Numpy Indexing: Return the rest

Question

A simply example of numpy indexing:

In: a = numpy.arange(10)
In: sel_id = numpy.arange(5)
In: a[sel_id]
Out: array([0,1,2,3,4])

How do I return the rest of the array that are not indexed by sel_id? What I can think of is:

In: numpy.array([x for x in a if x not in a[id]])
out: array([5,6,7,8,9])

Is there any easier way?

Is this a 1-time operation? Or will you be reusing sel_id (and it's negation) down the road? Also, are you interested in the multi-dimensional case, or just the 1D case? — mgilson
– mgilson, Commented Sep 20, 2012 at 17:58
In my application, it will be operated on a multi-dimensional massive array, and yes I will reuse sel_id. — CJLam
– CJLam, Commented Sep 21, 2012 at 19:56
Just realized my solution above is WRONG. If it is an array of ten 1's then the given code will give a None array instead of an array of five 1's. — CJLam
– CJLam, Commented Sep 21, 2012 at 20:10

mgilson · Accepted Answer · 2012-09-22 00:46:48Z

21

For this simple 1D case, I'd actually use a boolean mask:

a = numpy.arange(10)
include_index = numpy.arange(4)
include_idx = set(include_index)  #Set is more efficient, but doesn't reorder your elements if that is desireable
mask = numpy.array([(i in include_idx) for i in xrange(len(a))])

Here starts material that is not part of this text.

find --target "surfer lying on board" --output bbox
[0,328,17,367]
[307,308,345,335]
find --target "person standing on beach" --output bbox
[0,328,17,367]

Now you can get your values:

included = a[mask]  # array([0, 1, 2, 3])
excluded = a[~mask] # array([4, 5, 6, 7, 8, 9])

Note that a[mask] doesn't necessarily yield the same thing as a[include_index] since the order of include_index matters for the output in that scenario (it should be roughly equivalent to a[sorted(include_index)]). However, since the order of your excluded items isn't well defined, this should work Ok.

EDIT

A better way to create the mask is:

mask = np.zeros(a.shape,dtype=bool)
mask[include_idx] = True

(thanks to seberg).

edited Sep 22, 2012 at 0:46

answered Sep 20, 2012 at 18:17

mgilson

312k70 gold badges656 silver badges722 bronze badges

Sign up to request clarification or add additional context in comments.

7 Comments

mgilson Over a year ago

@BiRico -- wrong. I converted include_index to a set (called include_idx) which has a __contains__ method that goes in O(1). This solution has O(N) complexity.

senderle Over a year ago

+1, this is almost exactly what I was going to suggest, but I had to step away from the computer. Using a boolean mask is nice for operations like these because you don't have to do any extra work to calculate the relative complement. Just fyi, using fromiter on a generator instead of array on a list comprehension yields a small speed boost according to my tests.

seberg Over a year ago

Sorry, but using sets for creation of the mask is taking out the large weapons for a small problem...

CJLam Over a year ago

May be another way to create the boolean array can be: mask = numpy.zeros(numpy.shape(a),bool); mask[sel_id] = True; I agree using boolean array is probably the best solution. Thanks!

seberg Over a year ago

@mgilson, if you don't want to fine, but how about you edit your answer the answer to use mask[sel_id] = True. That would make it a very nice answer for someone to find. (yes I really think sets are that awful here, for multiple reasons)

|

seberg · Accepted Answer · 2012-09-22 10:06:17Z

6

You can do this nicely with boolean masks:

a = numpy.arange(10)

mask = np.ones(len(a), dtype=bool) # all elements included/True.
mask[[7,2,8]] = False              # Set unwanted elements to False

print a[mask]
# Gives (removing entries 7, 2 and 8):
[0 1 3 4 5 6 9]

Addition (taken from @mgilson). The binary mask created can be used nicely to get back the original slices with a[~mask] however this is only the same if the original indices were sorted.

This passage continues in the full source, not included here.